しかし、110.20円などと、現値よりも高い価格は間違っていますね。これは、指値ではなく逆指値になります。そのため、発注ボタンをクリックしても無効になるわけです。逆指値に変更するか、価格を変更してから再発注しましょう。

また、4つの注文の全てに共通していることですが、指定する価格が現値からあまりにも近いと、注文を受け付けてくれません。下図を見てください。

現値から40ポイント以内だと発注できない、ということです。40ポイントとは、4pipsのことです。あまりにも近いと、発注してからすぐ約定になることがあります。そのため、相場が乱高下しているときなどは、発注したときにはその価格を通り越していることもあるでしょう。

かりに現値から1pipsしか離さずに買い指値を発注したとき、クリックと同時に3pips下げたとします。そうすると、注文が通せなくなりますね。

本来なら無効となるはずですが、MT4が誤って約定したり、システムに負荷をかけたります。

そのため、現値からある程度の値幅を開けてください、という業者が多いです。

この業者は、4pips以上離せばOKです。これは、業者ごとに異なります。また、通貨ペアにより異なります。お使いのMT4を確認してください。

2.3.注文を変更するとき

一度出した注文に対し、変更や取り消しを行なう方法は2つあります。

一つ目は、チャート上に表示されたライン上に、マウスを持っていきます。そして、ドラッグしたまま上下に動かすと、ラインそのものが上下に移動します。

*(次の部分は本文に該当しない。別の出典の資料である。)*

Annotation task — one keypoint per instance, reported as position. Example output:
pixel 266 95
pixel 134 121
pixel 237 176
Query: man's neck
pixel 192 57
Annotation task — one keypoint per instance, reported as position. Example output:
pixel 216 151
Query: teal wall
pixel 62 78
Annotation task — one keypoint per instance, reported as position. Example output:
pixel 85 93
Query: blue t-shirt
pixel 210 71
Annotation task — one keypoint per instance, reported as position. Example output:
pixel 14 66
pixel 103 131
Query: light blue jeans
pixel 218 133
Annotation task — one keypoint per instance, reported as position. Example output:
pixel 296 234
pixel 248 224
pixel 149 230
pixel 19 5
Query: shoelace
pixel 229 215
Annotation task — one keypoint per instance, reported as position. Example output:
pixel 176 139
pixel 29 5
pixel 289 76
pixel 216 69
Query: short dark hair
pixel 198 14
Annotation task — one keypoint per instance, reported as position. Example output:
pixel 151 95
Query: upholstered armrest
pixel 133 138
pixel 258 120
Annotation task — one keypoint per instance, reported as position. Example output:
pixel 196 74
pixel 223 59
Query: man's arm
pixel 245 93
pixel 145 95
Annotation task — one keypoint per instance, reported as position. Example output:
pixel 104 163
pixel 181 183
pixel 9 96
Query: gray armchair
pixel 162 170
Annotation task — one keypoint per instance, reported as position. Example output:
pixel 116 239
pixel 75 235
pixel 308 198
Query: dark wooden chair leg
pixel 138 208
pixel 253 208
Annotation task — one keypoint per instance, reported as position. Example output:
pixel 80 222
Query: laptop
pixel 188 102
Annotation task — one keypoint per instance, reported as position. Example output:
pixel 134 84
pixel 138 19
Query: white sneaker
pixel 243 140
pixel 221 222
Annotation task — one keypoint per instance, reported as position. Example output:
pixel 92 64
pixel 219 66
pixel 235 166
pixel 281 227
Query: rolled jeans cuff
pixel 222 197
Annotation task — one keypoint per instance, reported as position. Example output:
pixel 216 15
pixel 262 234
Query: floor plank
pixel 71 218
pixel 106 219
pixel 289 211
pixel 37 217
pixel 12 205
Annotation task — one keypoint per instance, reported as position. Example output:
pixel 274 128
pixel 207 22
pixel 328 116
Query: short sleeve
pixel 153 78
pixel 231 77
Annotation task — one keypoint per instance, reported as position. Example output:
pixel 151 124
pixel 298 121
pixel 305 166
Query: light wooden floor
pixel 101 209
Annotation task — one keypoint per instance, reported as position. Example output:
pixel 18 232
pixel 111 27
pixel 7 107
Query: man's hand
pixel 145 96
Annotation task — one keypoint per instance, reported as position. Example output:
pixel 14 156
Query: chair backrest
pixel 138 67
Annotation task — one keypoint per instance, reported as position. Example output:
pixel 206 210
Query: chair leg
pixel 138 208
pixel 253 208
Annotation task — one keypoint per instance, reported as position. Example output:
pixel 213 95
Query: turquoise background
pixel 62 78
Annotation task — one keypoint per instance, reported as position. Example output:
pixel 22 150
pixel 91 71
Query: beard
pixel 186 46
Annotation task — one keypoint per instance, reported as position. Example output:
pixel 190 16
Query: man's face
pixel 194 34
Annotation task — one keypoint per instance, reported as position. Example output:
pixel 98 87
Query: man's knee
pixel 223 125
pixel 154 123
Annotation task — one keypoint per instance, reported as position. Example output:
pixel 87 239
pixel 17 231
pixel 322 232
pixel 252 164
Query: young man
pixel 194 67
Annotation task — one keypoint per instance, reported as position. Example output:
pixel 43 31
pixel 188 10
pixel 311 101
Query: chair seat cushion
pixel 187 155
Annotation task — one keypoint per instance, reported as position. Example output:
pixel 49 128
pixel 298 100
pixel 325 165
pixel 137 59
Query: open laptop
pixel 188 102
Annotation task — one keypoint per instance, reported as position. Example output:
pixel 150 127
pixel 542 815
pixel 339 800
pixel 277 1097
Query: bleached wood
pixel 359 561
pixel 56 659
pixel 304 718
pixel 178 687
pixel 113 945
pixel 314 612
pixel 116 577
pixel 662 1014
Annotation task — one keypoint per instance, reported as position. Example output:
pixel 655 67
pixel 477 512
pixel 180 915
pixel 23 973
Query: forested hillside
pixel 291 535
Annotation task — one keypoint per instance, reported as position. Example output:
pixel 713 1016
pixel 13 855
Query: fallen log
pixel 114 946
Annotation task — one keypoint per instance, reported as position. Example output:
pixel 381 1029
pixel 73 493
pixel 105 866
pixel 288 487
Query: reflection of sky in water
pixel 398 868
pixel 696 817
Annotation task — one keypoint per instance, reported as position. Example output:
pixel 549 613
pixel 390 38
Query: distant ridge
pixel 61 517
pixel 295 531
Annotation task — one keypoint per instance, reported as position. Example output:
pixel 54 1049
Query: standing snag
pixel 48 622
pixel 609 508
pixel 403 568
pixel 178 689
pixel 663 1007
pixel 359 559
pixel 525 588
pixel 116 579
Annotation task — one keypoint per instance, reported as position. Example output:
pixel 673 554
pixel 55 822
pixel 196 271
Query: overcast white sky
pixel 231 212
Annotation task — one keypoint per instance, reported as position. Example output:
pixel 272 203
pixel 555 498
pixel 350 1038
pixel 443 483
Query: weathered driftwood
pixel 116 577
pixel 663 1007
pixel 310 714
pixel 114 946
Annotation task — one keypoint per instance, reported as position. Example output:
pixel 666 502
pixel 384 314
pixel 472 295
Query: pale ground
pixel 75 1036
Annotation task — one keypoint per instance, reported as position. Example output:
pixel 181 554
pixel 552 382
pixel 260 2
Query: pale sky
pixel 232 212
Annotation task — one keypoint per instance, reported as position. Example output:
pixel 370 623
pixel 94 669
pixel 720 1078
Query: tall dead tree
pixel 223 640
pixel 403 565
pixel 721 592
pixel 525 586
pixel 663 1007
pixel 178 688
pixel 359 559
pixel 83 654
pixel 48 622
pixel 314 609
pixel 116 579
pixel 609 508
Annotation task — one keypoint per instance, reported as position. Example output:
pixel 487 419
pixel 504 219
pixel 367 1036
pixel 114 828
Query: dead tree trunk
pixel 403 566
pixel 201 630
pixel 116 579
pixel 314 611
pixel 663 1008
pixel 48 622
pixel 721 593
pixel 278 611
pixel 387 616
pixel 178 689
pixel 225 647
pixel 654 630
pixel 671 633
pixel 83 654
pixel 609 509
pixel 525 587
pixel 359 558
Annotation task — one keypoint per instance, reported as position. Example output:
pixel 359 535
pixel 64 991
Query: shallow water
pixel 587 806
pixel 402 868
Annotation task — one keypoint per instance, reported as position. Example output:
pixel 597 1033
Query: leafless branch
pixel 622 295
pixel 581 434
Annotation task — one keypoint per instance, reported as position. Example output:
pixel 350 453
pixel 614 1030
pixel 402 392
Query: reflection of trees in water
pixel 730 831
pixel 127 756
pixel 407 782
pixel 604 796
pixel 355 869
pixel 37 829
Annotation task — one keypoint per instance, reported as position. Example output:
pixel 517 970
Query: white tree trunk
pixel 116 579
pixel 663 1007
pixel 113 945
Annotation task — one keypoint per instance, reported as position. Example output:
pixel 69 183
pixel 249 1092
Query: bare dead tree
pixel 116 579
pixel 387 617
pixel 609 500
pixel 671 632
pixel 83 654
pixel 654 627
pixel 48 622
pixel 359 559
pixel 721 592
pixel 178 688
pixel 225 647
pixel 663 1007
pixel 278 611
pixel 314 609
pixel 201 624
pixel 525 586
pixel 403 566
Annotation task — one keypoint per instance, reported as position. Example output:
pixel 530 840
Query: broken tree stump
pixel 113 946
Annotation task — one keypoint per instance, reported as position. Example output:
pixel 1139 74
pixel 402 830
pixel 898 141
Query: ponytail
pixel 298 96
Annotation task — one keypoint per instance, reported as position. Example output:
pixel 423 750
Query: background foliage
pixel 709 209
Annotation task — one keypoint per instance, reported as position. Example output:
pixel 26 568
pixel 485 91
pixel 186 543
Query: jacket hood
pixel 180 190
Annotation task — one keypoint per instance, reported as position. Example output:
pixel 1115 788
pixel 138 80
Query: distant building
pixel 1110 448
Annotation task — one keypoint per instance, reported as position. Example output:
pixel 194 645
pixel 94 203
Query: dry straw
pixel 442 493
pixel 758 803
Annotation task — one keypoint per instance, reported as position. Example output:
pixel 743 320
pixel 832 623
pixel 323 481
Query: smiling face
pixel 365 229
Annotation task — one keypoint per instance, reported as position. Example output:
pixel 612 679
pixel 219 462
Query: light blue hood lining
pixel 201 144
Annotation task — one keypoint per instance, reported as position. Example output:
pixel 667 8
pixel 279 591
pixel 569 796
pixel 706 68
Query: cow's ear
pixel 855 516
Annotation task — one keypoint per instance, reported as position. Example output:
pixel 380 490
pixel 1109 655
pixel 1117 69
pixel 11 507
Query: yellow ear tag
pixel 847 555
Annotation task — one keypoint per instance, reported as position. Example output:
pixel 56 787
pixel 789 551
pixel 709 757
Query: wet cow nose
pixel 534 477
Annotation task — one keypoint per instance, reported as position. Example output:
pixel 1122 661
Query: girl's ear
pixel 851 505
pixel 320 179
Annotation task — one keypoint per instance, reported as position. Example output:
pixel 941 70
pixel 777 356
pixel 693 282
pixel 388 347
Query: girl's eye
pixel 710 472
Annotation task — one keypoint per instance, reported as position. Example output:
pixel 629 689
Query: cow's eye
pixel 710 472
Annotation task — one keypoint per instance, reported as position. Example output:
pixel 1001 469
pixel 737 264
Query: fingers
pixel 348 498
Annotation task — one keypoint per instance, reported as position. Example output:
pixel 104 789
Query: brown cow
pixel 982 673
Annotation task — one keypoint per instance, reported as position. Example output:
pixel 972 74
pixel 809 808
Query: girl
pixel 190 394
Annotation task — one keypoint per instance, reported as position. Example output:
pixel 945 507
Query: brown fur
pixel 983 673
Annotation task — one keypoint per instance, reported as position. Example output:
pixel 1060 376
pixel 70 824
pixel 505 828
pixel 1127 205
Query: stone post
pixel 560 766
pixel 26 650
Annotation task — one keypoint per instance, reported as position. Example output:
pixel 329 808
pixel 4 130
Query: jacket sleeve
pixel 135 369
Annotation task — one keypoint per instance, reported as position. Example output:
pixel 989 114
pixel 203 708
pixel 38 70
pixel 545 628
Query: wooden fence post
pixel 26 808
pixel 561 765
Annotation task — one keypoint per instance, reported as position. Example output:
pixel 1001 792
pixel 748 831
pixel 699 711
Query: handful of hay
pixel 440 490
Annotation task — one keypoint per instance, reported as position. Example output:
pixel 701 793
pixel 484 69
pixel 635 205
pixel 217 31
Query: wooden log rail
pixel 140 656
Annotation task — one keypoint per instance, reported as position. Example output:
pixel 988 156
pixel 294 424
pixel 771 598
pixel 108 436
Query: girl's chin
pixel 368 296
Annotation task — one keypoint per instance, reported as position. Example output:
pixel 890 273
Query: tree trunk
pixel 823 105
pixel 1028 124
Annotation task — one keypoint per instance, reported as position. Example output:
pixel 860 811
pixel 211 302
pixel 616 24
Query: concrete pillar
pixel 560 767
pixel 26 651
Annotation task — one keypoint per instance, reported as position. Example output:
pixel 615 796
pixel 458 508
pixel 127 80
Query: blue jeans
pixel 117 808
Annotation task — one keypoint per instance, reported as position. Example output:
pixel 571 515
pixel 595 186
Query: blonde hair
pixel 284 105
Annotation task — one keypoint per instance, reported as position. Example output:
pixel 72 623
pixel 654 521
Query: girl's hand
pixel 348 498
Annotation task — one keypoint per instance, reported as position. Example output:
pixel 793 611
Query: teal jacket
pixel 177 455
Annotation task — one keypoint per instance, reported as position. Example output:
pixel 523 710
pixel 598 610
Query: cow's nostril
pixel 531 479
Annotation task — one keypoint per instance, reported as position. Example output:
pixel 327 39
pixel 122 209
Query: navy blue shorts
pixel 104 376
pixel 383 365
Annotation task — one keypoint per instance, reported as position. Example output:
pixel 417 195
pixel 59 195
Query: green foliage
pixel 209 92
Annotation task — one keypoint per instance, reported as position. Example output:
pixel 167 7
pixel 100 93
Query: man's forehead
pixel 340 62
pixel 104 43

このやり方は、たとえばサポートラインを引くような感覚でできます。

ローソク足のヒゲに合わせたり、テクニカル的に反発しそうなポイントを見つけたときなど、テクニカル分析をして「ココに指値をおきたい」というときに便利です。

価格で決めるよりも、チャート上で指値(もしくは逆指値)ポイントを見つけたときは、試してみてください。

2つ目の方法は、注文画面から行ないます。

チャートのライン上でダブルクリック、もしくはターミナルのオーダー上でダブルクリックします。

そうすると、次の画面が出てきます。

①価格を変更し、

②変更をクリックしてください。

注文を取り消す場合は、①の価格を変更せずにすぐに取り消しをクリックします。

以上で、注文の変更もしくは取り消しができました。

何度か試し、活用してください。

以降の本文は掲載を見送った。